6.1. Pertanto, una volta constatata l’inesistenza della contabilità ed accertato induttivamente il reddito d’impresa, sulla base dei dati e delle notizie comunque raccolti o venuti a conoscenza dell’ufficio e, quindi, sulla base di presunzioni semplici, incombe sul contribuente, soggetto più vicino al soddisfacimento dell’onere della prova ex art. 2697 c.c. e, quindi, in virtù del principio di vicinanza della prova (arg. da Cass. 11717/2022; n. 27330/2016), l’onere di dimostrare di non aver conseguito alcun reddito e ricavo, non essendo all’uopo sufficiente la dimostrazione di versare in uno stato di crisi aziendale che non si sia tradotto nella concreta cessazione di ogni tipo di attività, posto che quella circostanza, al di fuori di tale ipotesi, può al più giustificare una riduzione del reddito accertato, che va comunque effettuata sulla base di dati ed elementi emergenti dagli atti di causa o forniti dalla parte contribuente e giammai in maniera equitativa (Cass. n. 10875/2022; n. 16960/2019). Per tale ragione, in assenza della prova del mancato svolgimento di qualsivoglia attività aziendale, non era consentito al giudice tributario annullare integralmente l’atto impositivo ove avesse ritenuto applicabile alla fattispecie non la percentuale di redditività utilizzata dall’Agenzia delle entrate, ricavata da un campione di imprese omogenee operanti in regime di normalità gestionale, ma una percentuale inferiore in considerazione dello stato di cresi aziendale in cui versava la società contribuente. Invero, il processo tributario è annoverabile tra quelli di “impugnazione-merito”, in quanto diretto ad una decisione sostitutiva sia della dichiarazione resa dal contribuente, sia, eventualmente, dell’avviso di accertamento o di rettifica dell’ufficio, sicché il giudice, ove ritenga in tutto o in parte invalido l’atto per motivi non formali, ma di carattere sostanziale, non può limitarsi ad annullarlo, ma deve esaminare nel merito la pretesa tributaria e, operando una motivata valutazione sostitutiva, ricondurla alla corretta
misura, entro i limiti posti dalle domande di parte ( ex multis , Cass. n. 27098/2024; n. 31827/2024; n. 34723/2022).

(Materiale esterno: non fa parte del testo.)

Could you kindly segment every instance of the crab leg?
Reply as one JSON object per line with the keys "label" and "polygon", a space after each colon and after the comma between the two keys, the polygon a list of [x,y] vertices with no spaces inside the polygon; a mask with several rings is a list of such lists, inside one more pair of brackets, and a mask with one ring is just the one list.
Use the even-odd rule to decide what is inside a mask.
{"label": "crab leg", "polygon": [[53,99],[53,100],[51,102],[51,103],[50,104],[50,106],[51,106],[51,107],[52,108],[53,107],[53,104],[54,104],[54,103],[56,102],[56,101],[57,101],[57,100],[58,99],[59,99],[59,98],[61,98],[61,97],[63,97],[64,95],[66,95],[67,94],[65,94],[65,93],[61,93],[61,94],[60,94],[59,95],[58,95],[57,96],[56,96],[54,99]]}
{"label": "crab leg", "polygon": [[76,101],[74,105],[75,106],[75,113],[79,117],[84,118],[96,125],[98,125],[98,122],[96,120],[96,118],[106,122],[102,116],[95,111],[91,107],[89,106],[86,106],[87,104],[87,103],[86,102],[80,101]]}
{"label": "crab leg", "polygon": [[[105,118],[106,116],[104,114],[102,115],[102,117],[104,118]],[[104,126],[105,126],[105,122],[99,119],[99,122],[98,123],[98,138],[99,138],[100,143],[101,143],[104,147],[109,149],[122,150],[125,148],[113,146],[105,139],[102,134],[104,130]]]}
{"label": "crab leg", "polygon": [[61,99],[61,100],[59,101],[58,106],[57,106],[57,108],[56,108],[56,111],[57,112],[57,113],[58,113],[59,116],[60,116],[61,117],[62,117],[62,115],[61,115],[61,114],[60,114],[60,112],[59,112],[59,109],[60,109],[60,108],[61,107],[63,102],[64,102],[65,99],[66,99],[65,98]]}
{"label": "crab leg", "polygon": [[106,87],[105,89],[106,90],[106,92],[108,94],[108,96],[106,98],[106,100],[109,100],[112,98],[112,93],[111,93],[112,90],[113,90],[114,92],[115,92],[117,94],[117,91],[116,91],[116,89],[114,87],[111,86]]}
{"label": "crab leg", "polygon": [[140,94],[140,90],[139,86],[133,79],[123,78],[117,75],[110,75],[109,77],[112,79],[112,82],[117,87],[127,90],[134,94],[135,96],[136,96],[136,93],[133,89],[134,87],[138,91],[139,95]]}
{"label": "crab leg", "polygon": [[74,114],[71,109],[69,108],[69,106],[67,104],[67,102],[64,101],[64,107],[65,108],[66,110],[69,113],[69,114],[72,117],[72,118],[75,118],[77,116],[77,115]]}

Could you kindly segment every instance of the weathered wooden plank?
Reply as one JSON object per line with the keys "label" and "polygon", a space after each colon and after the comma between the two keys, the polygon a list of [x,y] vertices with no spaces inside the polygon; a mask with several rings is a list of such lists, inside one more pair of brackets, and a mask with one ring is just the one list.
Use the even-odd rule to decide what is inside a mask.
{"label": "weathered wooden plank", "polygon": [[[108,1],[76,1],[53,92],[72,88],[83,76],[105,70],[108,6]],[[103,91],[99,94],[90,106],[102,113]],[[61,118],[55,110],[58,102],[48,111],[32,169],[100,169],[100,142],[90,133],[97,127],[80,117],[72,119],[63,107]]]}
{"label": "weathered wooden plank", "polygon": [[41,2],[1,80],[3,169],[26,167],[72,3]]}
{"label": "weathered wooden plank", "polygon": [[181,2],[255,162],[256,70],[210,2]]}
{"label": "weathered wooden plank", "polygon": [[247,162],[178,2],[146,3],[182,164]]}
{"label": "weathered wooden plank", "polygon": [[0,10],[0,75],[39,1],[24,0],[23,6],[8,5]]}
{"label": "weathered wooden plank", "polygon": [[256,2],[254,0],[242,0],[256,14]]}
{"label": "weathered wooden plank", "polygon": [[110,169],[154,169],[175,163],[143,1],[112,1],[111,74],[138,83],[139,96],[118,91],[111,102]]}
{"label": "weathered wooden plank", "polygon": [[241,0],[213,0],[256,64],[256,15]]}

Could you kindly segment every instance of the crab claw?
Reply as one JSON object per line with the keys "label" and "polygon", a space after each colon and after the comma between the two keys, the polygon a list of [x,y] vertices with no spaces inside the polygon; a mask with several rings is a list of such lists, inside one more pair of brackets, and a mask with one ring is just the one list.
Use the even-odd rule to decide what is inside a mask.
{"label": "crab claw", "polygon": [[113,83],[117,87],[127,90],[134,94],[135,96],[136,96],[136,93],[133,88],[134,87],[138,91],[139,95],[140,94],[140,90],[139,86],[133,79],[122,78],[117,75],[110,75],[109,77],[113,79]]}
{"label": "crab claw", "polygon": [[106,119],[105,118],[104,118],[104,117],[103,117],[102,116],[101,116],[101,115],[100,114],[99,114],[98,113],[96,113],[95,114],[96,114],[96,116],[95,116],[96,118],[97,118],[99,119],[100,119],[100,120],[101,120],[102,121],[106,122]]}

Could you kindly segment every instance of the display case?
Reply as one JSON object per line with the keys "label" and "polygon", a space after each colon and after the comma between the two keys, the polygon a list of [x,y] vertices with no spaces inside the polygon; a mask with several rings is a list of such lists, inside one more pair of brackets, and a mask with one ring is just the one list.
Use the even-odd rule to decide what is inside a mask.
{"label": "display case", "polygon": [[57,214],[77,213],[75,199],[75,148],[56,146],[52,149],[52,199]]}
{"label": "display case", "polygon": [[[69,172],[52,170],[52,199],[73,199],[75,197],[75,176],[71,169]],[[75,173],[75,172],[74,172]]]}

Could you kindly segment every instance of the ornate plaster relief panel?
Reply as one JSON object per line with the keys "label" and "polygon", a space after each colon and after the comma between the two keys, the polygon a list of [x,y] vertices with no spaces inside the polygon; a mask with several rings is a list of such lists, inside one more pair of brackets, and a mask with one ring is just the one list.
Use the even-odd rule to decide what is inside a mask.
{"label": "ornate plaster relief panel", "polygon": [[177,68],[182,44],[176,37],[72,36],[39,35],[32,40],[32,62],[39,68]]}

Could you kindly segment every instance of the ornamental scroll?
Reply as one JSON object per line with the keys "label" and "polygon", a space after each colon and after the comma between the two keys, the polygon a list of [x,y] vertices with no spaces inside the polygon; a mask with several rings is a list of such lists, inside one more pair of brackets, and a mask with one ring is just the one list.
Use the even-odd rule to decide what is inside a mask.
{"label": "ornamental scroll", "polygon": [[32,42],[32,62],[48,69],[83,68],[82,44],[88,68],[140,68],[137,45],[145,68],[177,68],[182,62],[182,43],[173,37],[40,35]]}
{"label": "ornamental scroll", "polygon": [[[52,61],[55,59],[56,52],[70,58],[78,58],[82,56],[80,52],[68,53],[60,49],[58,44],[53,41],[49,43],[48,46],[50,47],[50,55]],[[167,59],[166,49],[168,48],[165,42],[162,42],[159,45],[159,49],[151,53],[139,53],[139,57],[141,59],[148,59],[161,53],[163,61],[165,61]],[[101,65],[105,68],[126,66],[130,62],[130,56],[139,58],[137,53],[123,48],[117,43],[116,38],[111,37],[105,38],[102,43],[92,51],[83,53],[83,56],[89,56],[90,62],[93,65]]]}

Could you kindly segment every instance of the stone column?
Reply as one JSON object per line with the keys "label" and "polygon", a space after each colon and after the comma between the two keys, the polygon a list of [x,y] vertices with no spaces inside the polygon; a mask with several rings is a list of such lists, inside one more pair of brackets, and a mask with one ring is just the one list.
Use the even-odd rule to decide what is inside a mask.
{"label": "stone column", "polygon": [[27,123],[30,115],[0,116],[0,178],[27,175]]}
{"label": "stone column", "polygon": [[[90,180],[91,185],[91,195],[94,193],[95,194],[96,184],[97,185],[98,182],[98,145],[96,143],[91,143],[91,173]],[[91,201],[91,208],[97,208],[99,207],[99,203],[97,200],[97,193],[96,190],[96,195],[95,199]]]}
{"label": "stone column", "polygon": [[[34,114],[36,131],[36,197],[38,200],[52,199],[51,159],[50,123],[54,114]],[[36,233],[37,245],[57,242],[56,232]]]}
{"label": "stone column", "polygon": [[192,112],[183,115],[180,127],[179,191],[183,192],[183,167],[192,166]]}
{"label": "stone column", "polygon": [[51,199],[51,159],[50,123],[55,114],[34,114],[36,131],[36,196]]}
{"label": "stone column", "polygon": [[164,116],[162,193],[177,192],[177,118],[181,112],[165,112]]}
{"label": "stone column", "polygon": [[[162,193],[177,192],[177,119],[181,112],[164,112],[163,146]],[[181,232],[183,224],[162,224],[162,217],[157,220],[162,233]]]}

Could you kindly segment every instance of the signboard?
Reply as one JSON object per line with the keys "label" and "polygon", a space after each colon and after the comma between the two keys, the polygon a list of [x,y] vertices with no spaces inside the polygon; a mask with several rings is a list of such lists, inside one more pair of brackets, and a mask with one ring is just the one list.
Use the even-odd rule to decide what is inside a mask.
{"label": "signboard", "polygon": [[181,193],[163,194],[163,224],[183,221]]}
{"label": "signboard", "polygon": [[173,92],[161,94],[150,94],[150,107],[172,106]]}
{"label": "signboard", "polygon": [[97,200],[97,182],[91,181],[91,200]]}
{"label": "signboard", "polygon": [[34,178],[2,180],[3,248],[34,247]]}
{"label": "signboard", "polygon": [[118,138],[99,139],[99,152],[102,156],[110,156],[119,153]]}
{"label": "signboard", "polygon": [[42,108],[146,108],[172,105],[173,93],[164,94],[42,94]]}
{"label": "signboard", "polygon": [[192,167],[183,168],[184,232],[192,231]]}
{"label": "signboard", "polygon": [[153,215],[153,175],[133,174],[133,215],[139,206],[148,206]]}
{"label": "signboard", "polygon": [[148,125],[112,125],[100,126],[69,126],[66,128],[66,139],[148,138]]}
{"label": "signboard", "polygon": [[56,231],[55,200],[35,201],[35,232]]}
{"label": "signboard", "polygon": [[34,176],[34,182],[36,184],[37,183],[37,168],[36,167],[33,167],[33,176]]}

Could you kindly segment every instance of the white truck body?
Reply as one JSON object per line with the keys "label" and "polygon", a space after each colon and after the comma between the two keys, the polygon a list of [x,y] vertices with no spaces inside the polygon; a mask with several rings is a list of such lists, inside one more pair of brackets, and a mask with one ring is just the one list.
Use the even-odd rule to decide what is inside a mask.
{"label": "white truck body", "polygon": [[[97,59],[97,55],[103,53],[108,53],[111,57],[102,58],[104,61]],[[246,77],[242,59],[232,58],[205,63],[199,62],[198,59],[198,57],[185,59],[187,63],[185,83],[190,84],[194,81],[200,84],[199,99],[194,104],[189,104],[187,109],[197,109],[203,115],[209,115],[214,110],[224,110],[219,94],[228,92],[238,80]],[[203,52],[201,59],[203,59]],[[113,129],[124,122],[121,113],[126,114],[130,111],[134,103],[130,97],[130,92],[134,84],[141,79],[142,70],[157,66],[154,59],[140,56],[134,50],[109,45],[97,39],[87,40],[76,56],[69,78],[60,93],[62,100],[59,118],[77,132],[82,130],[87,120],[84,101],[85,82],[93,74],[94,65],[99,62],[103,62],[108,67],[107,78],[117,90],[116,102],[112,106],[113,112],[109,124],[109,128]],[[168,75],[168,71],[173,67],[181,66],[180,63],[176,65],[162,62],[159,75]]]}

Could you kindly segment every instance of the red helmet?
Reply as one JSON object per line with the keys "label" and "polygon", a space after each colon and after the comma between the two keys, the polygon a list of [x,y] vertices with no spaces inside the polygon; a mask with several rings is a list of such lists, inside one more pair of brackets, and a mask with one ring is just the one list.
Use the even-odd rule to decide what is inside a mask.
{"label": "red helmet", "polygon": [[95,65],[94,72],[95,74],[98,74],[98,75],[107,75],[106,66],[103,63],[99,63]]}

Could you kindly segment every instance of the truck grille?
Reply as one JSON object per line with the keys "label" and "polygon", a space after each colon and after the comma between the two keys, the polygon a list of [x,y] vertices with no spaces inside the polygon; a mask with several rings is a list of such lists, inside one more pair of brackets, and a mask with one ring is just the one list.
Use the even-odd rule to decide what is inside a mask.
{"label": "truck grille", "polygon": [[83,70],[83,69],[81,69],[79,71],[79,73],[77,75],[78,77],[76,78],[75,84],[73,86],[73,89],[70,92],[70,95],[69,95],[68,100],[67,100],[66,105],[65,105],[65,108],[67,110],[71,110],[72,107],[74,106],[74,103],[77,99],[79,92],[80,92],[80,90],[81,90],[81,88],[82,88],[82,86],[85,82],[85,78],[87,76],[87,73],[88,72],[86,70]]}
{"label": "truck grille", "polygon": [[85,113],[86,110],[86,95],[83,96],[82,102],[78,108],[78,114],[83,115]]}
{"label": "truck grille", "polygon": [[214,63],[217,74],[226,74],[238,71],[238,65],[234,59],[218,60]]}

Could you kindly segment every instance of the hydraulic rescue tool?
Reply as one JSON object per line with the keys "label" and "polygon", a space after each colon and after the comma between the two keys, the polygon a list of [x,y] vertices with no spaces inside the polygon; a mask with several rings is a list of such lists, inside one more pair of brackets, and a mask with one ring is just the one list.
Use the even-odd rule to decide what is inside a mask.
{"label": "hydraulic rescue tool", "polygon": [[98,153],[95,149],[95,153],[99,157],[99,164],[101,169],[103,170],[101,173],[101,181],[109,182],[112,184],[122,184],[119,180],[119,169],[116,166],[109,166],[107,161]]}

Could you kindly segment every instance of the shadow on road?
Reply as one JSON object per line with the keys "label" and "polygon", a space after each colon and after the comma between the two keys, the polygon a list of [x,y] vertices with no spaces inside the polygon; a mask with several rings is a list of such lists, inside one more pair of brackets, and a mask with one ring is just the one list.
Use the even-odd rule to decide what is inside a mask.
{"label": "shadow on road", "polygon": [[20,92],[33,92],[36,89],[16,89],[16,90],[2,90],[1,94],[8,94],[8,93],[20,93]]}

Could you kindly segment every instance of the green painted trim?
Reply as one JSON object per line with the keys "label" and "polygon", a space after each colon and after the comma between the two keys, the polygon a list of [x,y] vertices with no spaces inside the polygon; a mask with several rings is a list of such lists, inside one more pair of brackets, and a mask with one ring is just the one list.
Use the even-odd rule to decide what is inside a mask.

Conclusivamente, in accoglimento del primo motivo di ricorso, nei termini di cui in motivazione, e del secondo motivo, la sentenza impugnata va cassata con rinvio alla Corte di giustizia tributaria di secondo grado della Campania, che provvederà anche alla regolamentazione delle spese processuali del presente giudizio di legittimità.
P.Q.M.
accoglie il primo motivo di ricorso, nei termini di cui in motivazione, ed il secondo motivo; cassa la sentenza impugnata e rinvia alla Corte di giustizia tributaria di secondo grado della Campania, in diversa composizione, cui demanda di provvedere anche sulle spese del presente giudizio di legittimità.
Così deciso in Roma, il 24 aprile 2025.